Glencore had also suspended its dividends in August. Glencore is generally quite aggressive when it comes to dividends. It was among the first miners to slash its dividends in 2015 but was equally swift to resume it the next year as commodity prices rebounded. Talking of Shell, while the company has increased its dividend slightly, the energy industry is still not out of the woods given the demand-supply scenario.
Shell is looking at lowering its debt
Shell also outlined its capital allocation priorities and intends to lower its net debt (debt minus cash and cash equivalents) from $73.5 billion at the end of the third quarter to $65 billion. It also intends to distribute between 20-30% of its operating cash flows to shareholders through a mix of dividends and share buybacks.
Shell announced job cuts and is going green
Last month, while providing a business update, Shell said that it expects to shed between 7,000 and 9,000 jobs by the end of 2022 which includes around 1,500 employees that have agreed to a voluntary separation this year.
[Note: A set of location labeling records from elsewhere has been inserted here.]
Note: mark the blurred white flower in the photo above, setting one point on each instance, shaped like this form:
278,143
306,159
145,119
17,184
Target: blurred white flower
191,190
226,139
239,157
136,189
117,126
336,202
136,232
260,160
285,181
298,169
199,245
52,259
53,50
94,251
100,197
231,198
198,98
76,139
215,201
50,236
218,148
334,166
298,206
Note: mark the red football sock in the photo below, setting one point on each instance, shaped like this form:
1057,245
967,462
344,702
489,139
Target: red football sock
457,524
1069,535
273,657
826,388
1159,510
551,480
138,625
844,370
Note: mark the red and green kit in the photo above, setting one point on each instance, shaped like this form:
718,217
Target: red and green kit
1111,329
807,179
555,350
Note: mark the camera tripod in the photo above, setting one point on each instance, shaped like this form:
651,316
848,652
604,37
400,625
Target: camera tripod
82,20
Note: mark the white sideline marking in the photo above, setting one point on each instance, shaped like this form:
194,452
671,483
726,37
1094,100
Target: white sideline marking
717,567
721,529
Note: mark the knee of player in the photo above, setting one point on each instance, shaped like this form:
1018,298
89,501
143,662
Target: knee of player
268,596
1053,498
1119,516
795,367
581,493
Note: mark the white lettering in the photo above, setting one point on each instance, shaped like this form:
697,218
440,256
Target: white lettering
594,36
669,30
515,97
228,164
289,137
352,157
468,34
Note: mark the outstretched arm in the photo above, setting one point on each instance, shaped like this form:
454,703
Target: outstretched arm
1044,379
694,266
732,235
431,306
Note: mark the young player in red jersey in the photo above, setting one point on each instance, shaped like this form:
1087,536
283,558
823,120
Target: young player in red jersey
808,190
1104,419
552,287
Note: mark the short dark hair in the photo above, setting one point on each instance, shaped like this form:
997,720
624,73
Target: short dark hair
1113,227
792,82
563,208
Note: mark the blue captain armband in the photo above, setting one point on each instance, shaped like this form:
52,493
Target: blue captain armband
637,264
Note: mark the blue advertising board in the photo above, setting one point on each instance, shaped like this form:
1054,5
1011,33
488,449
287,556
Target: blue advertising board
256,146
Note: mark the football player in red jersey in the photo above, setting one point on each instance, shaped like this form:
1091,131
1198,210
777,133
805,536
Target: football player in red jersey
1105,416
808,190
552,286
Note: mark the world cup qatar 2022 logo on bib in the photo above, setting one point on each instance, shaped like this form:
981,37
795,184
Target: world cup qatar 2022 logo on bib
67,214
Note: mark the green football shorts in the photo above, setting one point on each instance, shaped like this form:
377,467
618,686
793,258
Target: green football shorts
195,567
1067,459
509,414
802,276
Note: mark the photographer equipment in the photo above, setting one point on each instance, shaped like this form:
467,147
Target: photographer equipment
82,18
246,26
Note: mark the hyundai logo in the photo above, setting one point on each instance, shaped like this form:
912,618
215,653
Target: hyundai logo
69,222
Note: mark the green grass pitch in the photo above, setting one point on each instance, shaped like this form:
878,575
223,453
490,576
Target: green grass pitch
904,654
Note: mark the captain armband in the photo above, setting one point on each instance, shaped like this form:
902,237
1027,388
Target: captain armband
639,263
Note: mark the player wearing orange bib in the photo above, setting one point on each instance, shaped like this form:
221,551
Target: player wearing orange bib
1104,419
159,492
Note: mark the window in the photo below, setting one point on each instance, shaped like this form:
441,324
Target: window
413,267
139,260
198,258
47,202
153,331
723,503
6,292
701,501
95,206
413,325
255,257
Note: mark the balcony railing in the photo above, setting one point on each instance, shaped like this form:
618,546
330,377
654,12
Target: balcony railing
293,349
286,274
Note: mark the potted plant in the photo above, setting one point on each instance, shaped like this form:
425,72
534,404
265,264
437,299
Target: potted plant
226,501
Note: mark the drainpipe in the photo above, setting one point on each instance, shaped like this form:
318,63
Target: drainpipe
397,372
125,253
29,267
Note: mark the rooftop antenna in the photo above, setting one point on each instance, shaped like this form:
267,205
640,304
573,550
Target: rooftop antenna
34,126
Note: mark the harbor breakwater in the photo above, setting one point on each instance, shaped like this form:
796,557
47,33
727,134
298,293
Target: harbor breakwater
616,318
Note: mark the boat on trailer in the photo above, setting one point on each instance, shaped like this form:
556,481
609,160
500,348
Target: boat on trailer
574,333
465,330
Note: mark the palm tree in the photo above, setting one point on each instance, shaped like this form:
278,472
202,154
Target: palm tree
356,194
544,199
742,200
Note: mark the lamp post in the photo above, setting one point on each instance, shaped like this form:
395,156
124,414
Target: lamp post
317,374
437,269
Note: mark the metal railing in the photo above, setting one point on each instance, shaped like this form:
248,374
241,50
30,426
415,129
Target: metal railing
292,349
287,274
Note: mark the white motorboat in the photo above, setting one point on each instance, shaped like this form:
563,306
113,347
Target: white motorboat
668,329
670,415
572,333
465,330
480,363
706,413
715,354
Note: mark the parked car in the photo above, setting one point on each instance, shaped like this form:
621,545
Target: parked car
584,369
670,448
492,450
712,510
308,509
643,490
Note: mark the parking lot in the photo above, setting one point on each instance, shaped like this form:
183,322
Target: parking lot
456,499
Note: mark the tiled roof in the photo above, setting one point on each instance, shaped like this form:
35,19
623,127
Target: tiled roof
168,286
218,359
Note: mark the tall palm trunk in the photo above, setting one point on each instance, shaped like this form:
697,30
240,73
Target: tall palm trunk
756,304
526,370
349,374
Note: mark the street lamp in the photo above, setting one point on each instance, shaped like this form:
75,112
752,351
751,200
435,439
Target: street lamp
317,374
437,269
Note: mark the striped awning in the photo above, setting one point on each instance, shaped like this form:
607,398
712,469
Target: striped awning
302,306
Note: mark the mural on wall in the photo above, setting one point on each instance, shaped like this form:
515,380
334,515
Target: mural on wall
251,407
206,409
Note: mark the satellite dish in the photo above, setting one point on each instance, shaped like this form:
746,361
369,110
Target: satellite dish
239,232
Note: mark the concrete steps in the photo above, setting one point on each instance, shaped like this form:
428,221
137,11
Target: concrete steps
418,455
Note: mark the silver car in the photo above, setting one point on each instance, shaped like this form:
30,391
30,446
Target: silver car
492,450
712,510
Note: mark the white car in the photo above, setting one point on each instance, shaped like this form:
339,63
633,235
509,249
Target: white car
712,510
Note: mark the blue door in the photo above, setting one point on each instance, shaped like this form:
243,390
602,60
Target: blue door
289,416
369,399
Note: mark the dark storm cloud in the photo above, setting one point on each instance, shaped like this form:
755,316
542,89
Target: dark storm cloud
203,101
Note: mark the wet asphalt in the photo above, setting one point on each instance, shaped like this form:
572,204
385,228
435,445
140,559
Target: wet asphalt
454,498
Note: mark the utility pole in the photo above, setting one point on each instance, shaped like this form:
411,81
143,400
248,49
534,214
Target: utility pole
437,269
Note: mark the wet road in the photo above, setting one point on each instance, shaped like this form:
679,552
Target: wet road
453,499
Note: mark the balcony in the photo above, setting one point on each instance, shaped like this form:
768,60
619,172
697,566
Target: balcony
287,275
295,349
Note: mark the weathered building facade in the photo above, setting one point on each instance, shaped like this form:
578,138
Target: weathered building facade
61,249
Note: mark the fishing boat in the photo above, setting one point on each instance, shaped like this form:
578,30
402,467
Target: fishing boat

Shell also plans to lower its refining footprint to fewer than 10 sites that would help it in reducing its complexity.
Shell also plans to go carbon neutral by 2050 and intends to change its product mix looking at the emerging situation. Demand for crude oil is expected to peak soon and them moderate as electric vehicle sales soar. Investors’ optimism over vehicle electrification has catapulted Tesla to record highs this year with its market capitalisation eclipsing the combined market cap of leading automakers. That said, Tesla bulls do not like the Elon Musk-led company to be seen in the same league as automakers and instead see it as a tech company.
Shell faces technical resistance
Shell shares are trading below their 50-day simple moving average (SMA) of 1027p which has been strong resistance for the shares over the last couple of months. The shares need to break above the 50-day SMA for an uptrend to resume. Shell shares were trading 2.7% higher at 889.60p at 11:15 AM London time today.